Tylko jednego dnia (4 maja) zakażenie potwierdzono u 15 pacjentów z Oddziału Wewnętrznego II i Stacji Dializ. Pacjenci z dodatnim wynikiem są odizolowani i w godzinach nocnych transportowani do szpitala w Starachowicach. Na ten moment 9 pacjentów już przetransportowano, pozostało 5.
- To logistycznie trudne zadanie, służy do tego specjalna karetka. Całą noc trwał transport chorych. Teraz jest przerwa, bo szpital w Starachowicach się przepełnił, szpital musi przygotować miejsca - informuje dyrektor ds. medycznych Adam Kowalik.
Na oddziale pozostało 8 pacjentów z ujemnym wynikiem, którzy muszą zostać w szpitalu aż do końca leczenia.
Oddział Wewnętrzny II już w niedzielę wieczorem został zamknięty.
- Wszyscy lekarze oddziału zostaną poddani kwarantannie i nie mamy kim ich zastąpić. Oddział będzie pusty. Po 7 dniach lekarze zostaną ponownie zbadani na obecność koronawirusa - wyjaśnia A. Karolik.
Oddział Wewnętrzny II po opuszczeniu ostatniego pacjenta zostanie poddany dokładnej dezynfekcji. Jego ponowne otwarcie możliwe będzie dopiero w przyszłym tygodniu.
Natomiast Stacja Dializ pracuje nadal. Osoby dializowane, które mają dodatni wynik w tej chwili poddane są kwarantannie i na specjalnej przepustce, wydanej przez sanepid transportowani na dializę.
Z 71 pacjentów dializowanych, 5 zostało skierowanych na dializy do Starachowic.
- To osoby z dodatnim i wątpliwym testem, pozostali będą dalej dializowani w Ostrowcu z zachowaniem szczególnych środków ostrożności - podkreśla A. Karolik.
Jak informuje dyrektor na innych oddziałach nie ma ogniska zakażenia. Szpital walczy z epidemią i jednocześnie boryka się z kolejnym problemem jakim jest brak personelu.

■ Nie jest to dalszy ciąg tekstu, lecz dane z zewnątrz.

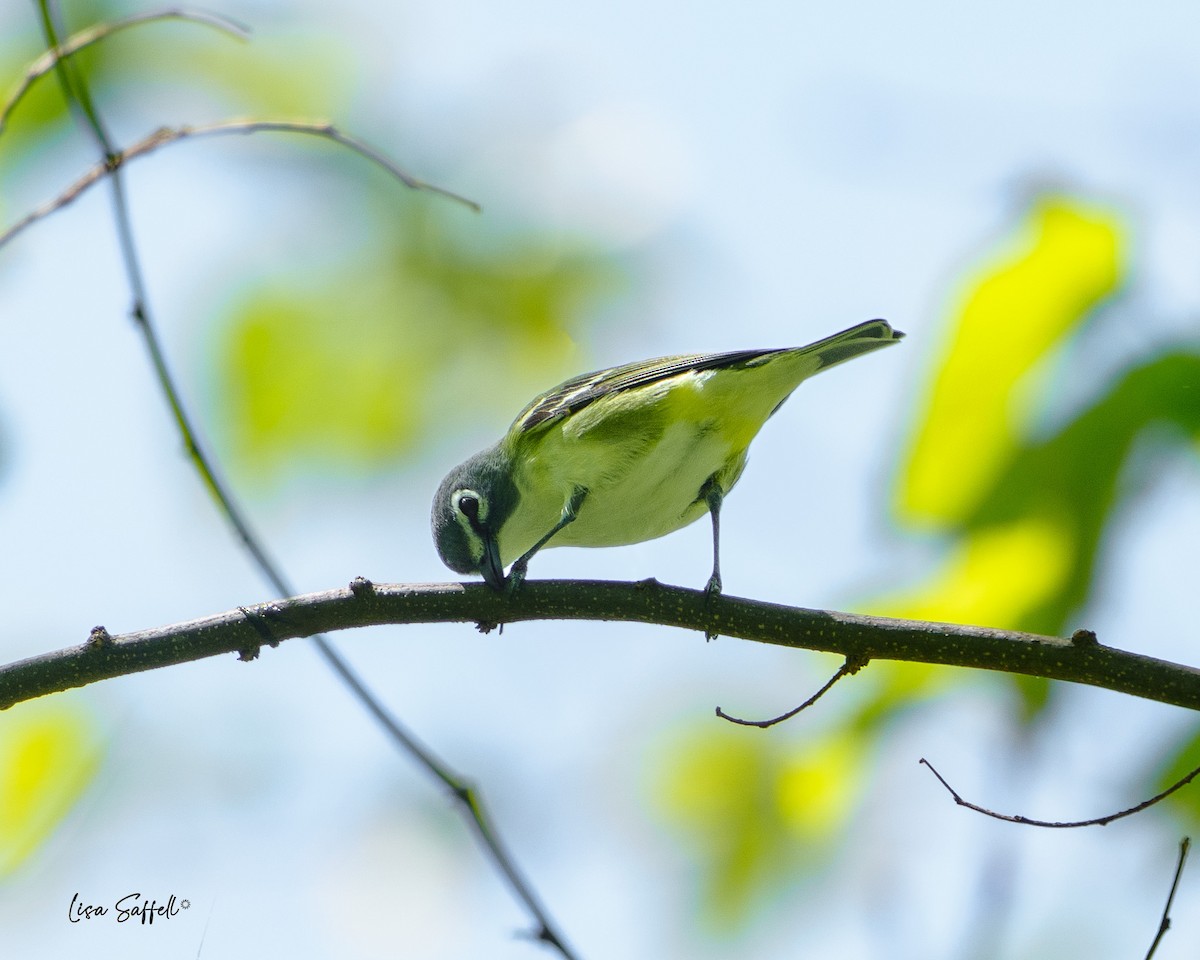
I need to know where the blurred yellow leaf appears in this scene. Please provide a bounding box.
[0,700,101,877]
[872,517,1076,629]
[652,724,865,932]
[896,196,1126,528]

- W tej chwili mamy makabryczne braki lekarzy. Brakuje internistów, anestezjologów, kardiochirurgów. Wysłaliśmy pismo do wojewody świętokrzyskiego o naszej sytuacji kadrowej. Prosimy o wsparcie na ten czas przez lekarzy z innych jednostek. Lekarze, którzy mieli kontakt z chorym bądź z kimś już w kwarantannie sami - zgodnie z wytycznymi - muszą się jej poddać - przyznaje dyrektor Karolik i dodaje, że były też przypadki, że lekarze zrezygnowali z kontraktu.
- Na początku epidemii kilka osób zrezygnowało z pracy. To smutne. Teraz musimy się jednoczyć, a borykamy się z takim problemem.
Oddział chirurgii też pozostaje zamknięty. Wszyscy chirurdzy ostrowieckiej lecznicy poddani są w kwarantannie.
- Chirurgia powinna zostać otwarta w najbliższy weekend. Oddział jest wysprzątany i gotowy do pracy, ale nie mamy personelu - kwituje A. Karolik.
Również na oddziale neurologii z powodu kwarantanny nie ma żadnego lekarza, podobnie jest na oddziale anestezjologii.
Z pracy wyłączonych jest około 20 lekarzy i około 50 pielęgniarek. To 10 % całego personelu szpitala.